Will power consumption increase after installing a voltage regulator?

Andrew asks:
Hello dear electricians. I live in a private house and am heated by electric convectors. With an increase in negative temperature, the voltage is not enough. On average, 170-180 volts are not very frosty in winter. So: at 220 volts, the convectors heat up very quickly, the thermostat works and they are off.
At 150 volts, the convectors almost never turn off. All this happens even at the same street temperature. I want to have a voltage stabilizer for a long time.

Attention to the question: Will it be beneficial to use a stabilizer at low voltage (will the meter readings change over the month)?

I want to clarify this concern a little. The fact is that, in principle, such a lack of tension is quite satisfactory. Everything works fine for 5 years. Washing, telly, water heater, light. Only the microwave often refuses to warm.
But if the convectors do not turn off, then it turns out the counter eats constantly? Or does he eat at low voltage less than kW, than it should?

The answer to the question:
Hello! You will pay for the number of kilowatts that you consume, on the meter as well as on the wattmeter, two windings for measurement - one for voltage, the other for current. After installing the stabilizer, the input current will increase by as much as the output voltage will increase - this must be taken into account if the input is weak and there is a small machine.

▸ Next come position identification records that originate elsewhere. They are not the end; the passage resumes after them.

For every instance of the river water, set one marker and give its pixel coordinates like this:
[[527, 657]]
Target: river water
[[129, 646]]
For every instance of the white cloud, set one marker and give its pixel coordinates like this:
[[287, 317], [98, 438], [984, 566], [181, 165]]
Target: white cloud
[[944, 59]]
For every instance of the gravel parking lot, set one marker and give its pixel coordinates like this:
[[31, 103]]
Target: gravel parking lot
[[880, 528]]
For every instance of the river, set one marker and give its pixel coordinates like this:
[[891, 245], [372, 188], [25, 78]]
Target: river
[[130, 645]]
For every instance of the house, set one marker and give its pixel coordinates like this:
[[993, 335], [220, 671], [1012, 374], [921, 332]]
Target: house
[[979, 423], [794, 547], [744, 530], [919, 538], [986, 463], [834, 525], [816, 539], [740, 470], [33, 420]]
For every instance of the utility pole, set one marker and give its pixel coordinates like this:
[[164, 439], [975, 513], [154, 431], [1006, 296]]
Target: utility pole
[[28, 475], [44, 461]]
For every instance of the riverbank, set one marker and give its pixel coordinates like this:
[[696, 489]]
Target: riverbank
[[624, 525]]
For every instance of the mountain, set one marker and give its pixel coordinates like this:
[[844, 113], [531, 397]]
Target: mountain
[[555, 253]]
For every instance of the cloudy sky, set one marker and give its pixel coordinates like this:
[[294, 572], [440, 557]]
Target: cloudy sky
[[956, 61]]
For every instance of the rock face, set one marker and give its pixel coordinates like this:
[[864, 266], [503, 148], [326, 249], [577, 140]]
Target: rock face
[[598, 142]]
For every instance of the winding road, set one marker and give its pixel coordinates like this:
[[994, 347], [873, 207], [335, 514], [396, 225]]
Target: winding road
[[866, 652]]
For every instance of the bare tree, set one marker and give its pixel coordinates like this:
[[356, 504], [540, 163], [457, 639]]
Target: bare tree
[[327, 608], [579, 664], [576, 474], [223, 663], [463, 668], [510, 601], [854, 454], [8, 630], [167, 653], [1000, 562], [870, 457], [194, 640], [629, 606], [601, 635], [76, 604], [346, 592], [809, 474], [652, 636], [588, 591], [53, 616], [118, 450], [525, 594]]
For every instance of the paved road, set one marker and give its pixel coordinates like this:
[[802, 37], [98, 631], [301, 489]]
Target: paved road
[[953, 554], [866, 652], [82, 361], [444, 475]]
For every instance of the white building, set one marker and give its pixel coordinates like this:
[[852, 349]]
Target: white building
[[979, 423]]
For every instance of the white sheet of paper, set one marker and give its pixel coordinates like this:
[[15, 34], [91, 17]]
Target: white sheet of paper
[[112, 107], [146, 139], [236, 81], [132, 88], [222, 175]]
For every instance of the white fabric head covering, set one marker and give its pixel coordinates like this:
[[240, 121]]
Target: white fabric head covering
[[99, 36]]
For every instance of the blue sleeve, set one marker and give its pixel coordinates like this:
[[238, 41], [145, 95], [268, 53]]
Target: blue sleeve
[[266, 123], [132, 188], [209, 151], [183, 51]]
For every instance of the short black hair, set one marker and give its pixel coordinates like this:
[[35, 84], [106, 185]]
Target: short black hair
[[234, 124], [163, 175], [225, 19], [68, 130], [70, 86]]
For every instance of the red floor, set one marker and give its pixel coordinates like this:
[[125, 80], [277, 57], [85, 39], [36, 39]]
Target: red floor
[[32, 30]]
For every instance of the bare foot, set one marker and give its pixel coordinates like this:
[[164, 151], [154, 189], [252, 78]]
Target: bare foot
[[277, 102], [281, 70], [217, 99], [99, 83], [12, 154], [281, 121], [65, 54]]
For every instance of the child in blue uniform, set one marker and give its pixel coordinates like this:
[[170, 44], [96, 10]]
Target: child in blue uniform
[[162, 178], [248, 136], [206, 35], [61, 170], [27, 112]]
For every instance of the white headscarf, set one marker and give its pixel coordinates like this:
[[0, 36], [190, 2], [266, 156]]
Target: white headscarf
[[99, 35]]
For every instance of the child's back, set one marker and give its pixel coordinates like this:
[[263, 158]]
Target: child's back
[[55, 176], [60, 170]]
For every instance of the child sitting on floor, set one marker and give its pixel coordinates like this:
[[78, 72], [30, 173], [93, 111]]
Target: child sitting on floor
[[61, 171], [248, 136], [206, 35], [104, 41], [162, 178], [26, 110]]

Yes, since the current will increase, there is a thought about how much you will have to pay for electricity, but the input voltage will not change. So the meter will wind up kilowatts as well. It’s just that your heaters now consume less than at rated voltage, and with the stabilizer they will consume as much as they should, since they will work in nominal mode.

Yes, the costs may increase, because now the heater consumes less due to low voltage, on the other hand they will heat up faster and turn off.